Oral Pyogenic granuloma is the most common gingival tumor showing a striking predilection for the gingiva followed by lips, tongue & buccal mucosa. Lesions are more common in maxilla than in mandible; anterior gingiva is more affected than the posterior gingiva. Also the lesion is more common on facial aspect than on lingual or palatal. According to Vilmann et al [5]. majority of the pyogenic granuloma are found on the marginal gingiva with only 15% on the alveolar part. The size varies in diameter from a few millimeters to several centimeters. Rarely does pyogenic granuloma exceed 2.5 cm in size & usually reaches its full size within weeks or months, remaining indefinitely thereafter. Although PG may occur in all ages, it is predominant in second decade of life in young adult female, possible because of vascular effects of female hormones. In our case, patient was in the sixth decade of her life, it was in accordance with a study by Epivatianos et al, who reported that the average patient age was 52 years with a peak incidence of occurrence in sixth decade of life [6].

The etiology of Pyogenic granuloma is unknown. It is believed that low grade trauma or irritation, hormonal influences, viral oncogens, or certain kinds of drugs are the causative factors. Approximately one-third of the lesion occurs after trauma. Poor oral hygiene may be precipitating factor in many of these patients. Regezi JA et al [7] concluded that PG represents an exuberant connective tissue proliferation to a known stimulus or injury like calculus or foreign material within the gingival crevice. Some factors such as inducible nitric oxide synthase, vascular endothelial growth factor or connective tissue growth factor are known to be involved in angiogenesis & rapid growth of Pyogenic granuloma.

Pyogenic granuloma develops in up to 5% of pregnancies hence the term “pregnancy tumor” and “granuloma gravidarum” are often used. There is no justification for retaining the term “pregnancy tumor.’’8 They are in agreement with Kerr [9] that lesions of an identical clinical and histologic nature are seen in men as well as in nonpregnant women.

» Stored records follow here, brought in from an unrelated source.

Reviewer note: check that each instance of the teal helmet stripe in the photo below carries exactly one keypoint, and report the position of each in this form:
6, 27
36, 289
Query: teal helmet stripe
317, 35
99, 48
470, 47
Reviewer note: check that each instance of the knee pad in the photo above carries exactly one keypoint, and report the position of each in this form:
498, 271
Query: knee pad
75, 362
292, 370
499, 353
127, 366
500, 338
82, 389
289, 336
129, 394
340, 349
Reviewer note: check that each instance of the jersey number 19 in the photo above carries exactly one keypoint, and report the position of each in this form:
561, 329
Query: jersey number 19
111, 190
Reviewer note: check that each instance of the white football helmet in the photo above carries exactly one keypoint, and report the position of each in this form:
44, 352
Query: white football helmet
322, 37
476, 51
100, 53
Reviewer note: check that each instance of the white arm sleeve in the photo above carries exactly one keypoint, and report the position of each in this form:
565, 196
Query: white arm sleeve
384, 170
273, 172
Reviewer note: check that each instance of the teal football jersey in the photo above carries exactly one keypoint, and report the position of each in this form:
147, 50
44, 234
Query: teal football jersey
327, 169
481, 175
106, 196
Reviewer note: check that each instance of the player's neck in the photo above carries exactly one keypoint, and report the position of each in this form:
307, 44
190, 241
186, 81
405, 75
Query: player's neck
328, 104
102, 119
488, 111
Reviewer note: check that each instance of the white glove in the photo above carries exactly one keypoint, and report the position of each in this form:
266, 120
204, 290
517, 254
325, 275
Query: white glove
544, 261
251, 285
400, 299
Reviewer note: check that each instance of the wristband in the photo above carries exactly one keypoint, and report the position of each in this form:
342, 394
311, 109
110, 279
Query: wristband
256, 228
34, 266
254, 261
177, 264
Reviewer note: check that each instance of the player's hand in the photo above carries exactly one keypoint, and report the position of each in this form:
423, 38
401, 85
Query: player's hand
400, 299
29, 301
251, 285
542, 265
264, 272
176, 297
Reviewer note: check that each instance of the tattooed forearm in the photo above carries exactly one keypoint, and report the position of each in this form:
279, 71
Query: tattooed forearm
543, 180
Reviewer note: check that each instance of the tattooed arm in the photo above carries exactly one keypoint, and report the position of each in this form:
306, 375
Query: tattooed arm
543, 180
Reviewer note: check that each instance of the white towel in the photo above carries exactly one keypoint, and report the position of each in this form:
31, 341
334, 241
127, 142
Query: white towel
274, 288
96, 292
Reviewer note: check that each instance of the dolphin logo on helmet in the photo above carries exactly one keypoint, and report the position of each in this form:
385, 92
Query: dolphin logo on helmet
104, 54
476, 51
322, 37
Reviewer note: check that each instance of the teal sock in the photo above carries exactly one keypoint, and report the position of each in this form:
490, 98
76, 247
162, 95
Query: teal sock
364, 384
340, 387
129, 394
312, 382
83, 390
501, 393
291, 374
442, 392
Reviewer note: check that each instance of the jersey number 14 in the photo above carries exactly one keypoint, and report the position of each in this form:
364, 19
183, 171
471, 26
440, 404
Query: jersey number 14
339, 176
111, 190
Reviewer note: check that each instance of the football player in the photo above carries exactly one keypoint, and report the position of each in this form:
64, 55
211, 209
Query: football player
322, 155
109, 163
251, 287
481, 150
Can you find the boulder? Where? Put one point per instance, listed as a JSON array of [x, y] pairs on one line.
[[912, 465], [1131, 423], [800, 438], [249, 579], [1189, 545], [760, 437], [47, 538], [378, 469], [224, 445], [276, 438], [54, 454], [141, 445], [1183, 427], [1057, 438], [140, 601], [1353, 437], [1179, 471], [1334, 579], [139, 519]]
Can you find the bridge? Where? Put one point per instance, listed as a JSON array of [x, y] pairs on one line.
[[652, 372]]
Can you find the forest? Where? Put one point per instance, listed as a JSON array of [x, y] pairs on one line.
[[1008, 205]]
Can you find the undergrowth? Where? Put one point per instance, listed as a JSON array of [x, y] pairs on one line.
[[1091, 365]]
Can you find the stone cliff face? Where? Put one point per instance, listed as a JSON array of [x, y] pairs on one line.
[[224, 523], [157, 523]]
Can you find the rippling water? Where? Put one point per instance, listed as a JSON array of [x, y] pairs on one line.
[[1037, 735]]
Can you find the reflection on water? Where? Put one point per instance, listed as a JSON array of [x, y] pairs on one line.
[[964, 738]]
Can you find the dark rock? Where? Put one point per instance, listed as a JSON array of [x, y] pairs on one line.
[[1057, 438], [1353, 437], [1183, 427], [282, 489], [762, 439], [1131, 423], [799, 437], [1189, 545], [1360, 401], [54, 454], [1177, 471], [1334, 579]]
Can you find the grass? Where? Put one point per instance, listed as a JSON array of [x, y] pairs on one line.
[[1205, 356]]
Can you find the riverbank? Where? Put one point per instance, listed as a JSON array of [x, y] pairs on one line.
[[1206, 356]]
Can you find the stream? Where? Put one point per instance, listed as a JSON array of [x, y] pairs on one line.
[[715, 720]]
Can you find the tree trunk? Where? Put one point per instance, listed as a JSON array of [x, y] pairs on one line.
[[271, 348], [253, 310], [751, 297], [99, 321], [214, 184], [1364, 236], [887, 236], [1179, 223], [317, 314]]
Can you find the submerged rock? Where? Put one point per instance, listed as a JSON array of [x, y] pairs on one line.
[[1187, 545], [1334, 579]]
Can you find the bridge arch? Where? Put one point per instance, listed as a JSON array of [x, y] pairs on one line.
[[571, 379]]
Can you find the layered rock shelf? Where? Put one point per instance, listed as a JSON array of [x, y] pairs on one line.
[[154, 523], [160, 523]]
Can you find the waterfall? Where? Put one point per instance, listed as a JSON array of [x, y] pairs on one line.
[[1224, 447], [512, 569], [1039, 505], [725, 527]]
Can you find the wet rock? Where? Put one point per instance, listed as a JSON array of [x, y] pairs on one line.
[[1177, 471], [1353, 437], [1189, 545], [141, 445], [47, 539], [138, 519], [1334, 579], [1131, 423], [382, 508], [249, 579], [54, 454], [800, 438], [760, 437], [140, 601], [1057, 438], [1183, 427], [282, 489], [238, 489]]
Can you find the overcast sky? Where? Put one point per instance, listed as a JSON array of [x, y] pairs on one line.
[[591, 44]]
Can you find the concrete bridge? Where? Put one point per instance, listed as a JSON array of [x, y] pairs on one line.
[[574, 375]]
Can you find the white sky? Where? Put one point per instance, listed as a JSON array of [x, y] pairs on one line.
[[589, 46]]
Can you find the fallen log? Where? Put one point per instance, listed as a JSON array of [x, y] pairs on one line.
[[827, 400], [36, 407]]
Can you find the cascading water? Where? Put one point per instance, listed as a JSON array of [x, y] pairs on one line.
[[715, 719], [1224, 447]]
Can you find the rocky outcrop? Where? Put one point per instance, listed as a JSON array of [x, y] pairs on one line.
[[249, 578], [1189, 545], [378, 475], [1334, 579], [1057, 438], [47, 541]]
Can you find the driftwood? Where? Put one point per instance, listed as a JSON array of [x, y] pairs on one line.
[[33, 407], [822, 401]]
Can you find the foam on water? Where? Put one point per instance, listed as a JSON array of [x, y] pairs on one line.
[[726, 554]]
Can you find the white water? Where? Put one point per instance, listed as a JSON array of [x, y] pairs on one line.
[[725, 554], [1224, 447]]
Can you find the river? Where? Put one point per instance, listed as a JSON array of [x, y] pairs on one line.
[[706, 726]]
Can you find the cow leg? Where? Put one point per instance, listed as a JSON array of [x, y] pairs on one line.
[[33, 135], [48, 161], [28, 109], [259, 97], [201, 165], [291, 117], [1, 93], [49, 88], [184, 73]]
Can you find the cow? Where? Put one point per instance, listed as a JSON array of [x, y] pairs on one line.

Although excisional surgery is the choice for treatment but other treatment modalities like Nd: YAG laser, flash lamp pulse dye laser, cryosurgery, injection of absolute ethanol, sodium tetradecyl sulfate (STS) sclerotherapy, intralesional corticosteroid injections have also been reported.

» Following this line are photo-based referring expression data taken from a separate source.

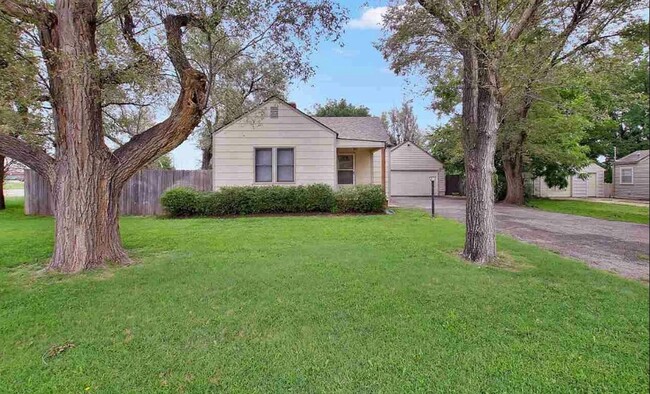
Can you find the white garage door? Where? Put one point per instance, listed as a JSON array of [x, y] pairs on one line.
[[412, 183]]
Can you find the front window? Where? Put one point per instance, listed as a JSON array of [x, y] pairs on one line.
[[264, 165], [345, 167], [285, 165], [627, 176]]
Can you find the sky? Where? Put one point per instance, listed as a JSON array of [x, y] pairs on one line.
[[356, 72]]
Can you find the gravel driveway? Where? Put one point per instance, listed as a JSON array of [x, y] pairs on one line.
[[618, 247]]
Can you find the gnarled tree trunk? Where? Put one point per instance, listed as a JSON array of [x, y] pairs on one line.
[[480, 125], [85, 176]]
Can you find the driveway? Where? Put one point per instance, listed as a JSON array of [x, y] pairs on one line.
[[618, 247]]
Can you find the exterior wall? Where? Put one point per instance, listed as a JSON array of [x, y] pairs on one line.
[[234, 147], [641, 186], [363, 164], [576, 187], [409, 157]]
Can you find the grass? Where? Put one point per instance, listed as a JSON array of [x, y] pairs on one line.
[[313, 304], [600, 210], [14, 185]]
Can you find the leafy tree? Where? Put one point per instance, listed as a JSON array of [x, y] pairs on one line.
[[240, 87], [119, 53], [445, 144], [618, 83], [472, 39], [402, 124], [340, 108], [19, 93]]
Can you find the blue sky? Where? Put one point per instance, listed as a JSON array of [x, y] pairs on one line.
[[356, 72]]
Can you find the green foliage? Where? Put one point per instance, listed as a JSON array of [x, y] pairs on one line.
[[180, 201], [361, 199], [607, 211], [340, 108], [378, 303], [253, 200]]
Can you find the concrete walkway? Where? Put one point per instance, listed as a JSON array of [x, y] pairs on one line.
[[619, 247]]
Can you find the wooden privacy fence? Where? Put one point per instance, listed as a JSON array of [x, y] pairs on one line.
[[140, 195]]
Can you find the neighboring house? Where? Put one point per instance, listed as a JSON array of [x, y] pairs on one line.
[[589, 182], [411, 169], [630, 175], [277, 144]]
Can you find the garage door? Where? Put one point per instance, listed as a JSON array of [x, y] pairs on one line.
[[412, 183]]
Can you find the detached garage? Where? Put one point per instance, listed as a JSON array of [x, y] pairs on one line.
[[410, 170], [592, 186]]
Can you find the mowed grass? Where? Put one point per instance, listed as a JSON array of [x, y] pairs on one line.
[[600, 210], [313, 304]]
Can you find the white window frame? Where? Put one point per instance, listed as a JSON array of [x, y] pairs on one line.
[[620, 176], [274, 166], [354, 168]]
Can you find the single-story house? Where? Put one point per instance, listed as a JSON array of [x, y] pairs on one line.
[[411, 169], [630, 175], [277, 144], [593, 184]]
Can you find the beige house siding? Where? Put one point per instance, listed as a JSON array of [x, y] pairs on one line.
[[640, 189], [593, 186], [408, 157], [234, 147]]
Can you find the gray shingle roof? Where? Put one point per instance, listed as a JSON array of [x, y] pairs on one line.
[[368, 128], [634, 157]]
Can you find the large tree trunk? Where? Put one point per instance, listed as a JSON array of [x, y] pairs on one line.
[[513, 169], [2, 182], [480, 125], [86, 177], [86, 211]]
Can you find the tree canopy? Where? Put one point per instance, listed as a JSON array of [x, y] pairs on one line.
[[340, 108]]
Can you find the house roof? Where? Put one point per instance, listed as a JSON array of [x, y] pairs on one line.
[[634, 157], [368, 128]]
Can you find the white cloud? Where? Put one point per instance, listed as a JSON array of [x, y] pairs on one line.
[[371, 18]]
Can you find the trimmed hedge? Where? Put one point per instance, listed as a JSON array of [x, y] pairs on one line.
[[249, 200]]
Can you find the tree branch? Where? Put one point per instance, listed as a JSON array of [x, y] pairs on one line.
[[528, 14], [184, 117], [35, 13], [27, 154]]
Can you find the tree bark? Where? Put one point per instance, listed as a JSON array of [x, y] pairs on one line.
[[2, 182], [480, 125], [86, 177], [513, 169]]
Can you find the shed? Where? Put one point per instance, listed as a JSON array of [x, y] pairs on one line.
[[588, 182], [631, 176], [411, 168]]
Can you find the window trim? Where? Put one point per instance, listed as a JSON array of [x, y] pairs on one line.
[[620, 173], [276, 165], [255, 165], [354, 168]]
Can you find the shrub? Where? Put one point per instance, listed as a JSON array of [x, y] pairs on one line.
[[250, 200], [180, 201], [361, 199]]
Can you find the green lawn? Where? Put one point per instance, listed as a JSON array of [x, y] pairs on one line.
[[13, 185], [313, 304], [600, 210]]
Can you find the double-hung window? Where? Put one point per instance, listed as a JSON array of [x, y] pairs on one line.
[[284, 166], [345, 169], [627, 176], [281, 160], [263, 165]]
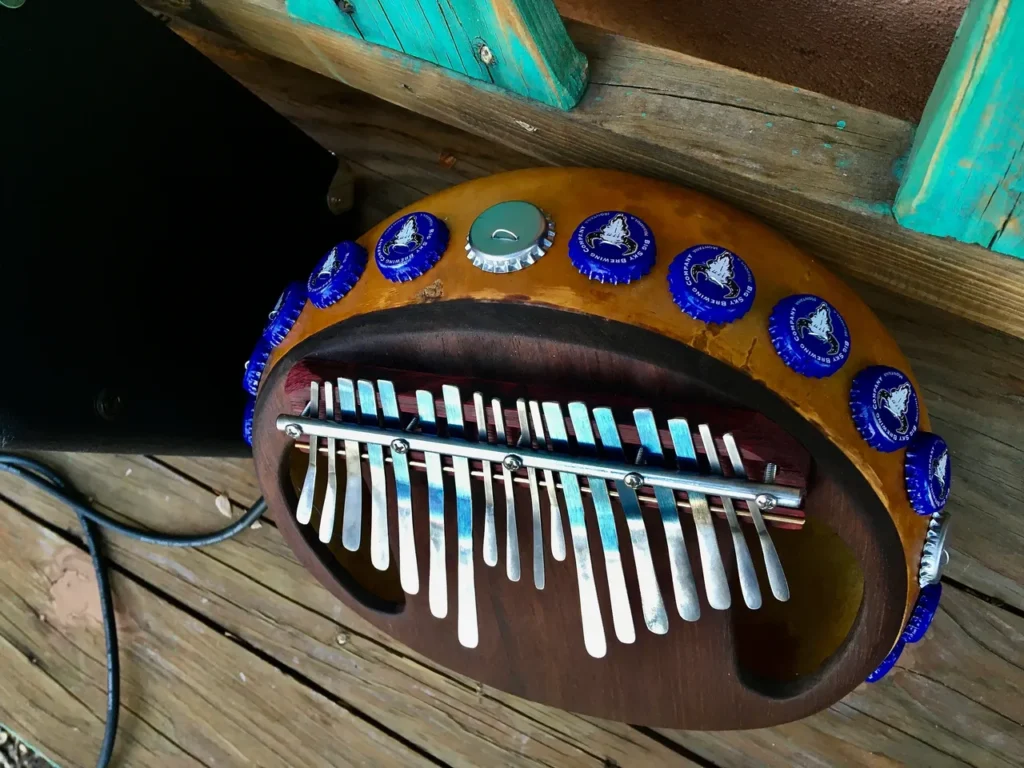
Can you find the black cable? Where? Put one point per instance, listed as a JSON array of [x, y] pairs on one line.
[[93, 522]]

After excision, recurrence occurs in up to 16% of the lesions so in some cases re excision is necessary [10]. Recurrence is believed to result from incomplete excision, failure to remove etiologic factors, or re-injury of the area.

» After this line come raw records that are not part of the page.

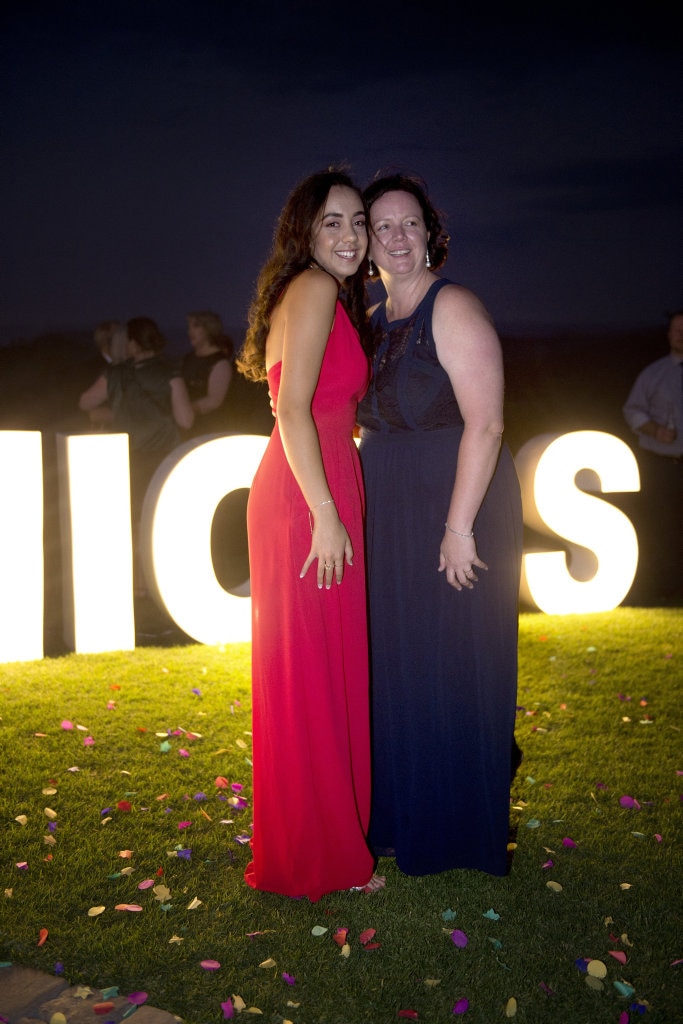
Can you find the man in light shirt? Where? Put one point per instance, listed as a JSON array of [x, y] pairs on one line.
[[653, 411]]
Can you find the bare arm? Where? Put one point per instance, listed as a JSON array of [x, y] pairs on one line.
[[94, 396], [302, 328], [217, 385], [470, 352], [183, 414]]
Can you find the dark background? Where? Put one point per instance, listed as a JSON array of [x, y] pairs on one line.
[[147, 148]]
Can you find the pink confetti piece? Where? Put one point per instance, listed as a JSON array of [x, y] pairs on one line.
[[629, 802]]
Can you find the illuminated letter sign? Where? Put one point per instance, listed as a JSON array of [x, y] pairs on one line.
[[22, 588], [555, 471], [97, 572], [176, 535]]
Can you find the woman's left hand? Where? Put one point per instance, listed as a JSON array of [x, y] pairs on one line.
[[458, 557]]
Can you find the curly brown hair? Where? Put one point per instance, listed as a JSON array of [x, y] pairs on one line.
[[437, 244], [291, 253]]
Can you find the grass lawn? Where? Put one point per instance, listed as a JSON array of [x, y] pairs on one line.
[[126, 783]]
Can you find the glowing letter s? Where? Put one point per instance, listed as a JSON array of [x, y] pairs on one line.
[[549, 468]]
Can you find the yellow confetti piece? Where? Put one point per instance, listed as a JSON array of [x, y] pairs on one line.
[[597, 969]]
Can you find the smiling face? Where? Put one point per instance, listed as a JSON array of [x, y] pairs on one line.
[[340, 239], [398, 236]]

In conclusion, although pyogenic granuloma is a non-specific growth in the oral cavity, proper diagnosis, prevention, management & treatment of the lesion are very important. Pyogenic granuloma arises in response to various stimuli such as low grade local irritation, sex hormones, traumatic injury or certain kind of drugs. Its occurrence in old aged female is rare. As in this patient there were abundant local deposits, so removal of causative irritants was the major line of treatment followed by conventional excisional surgery. Follow up of the patient is needed because pyogenic granuloma exhibits a tendency to recur.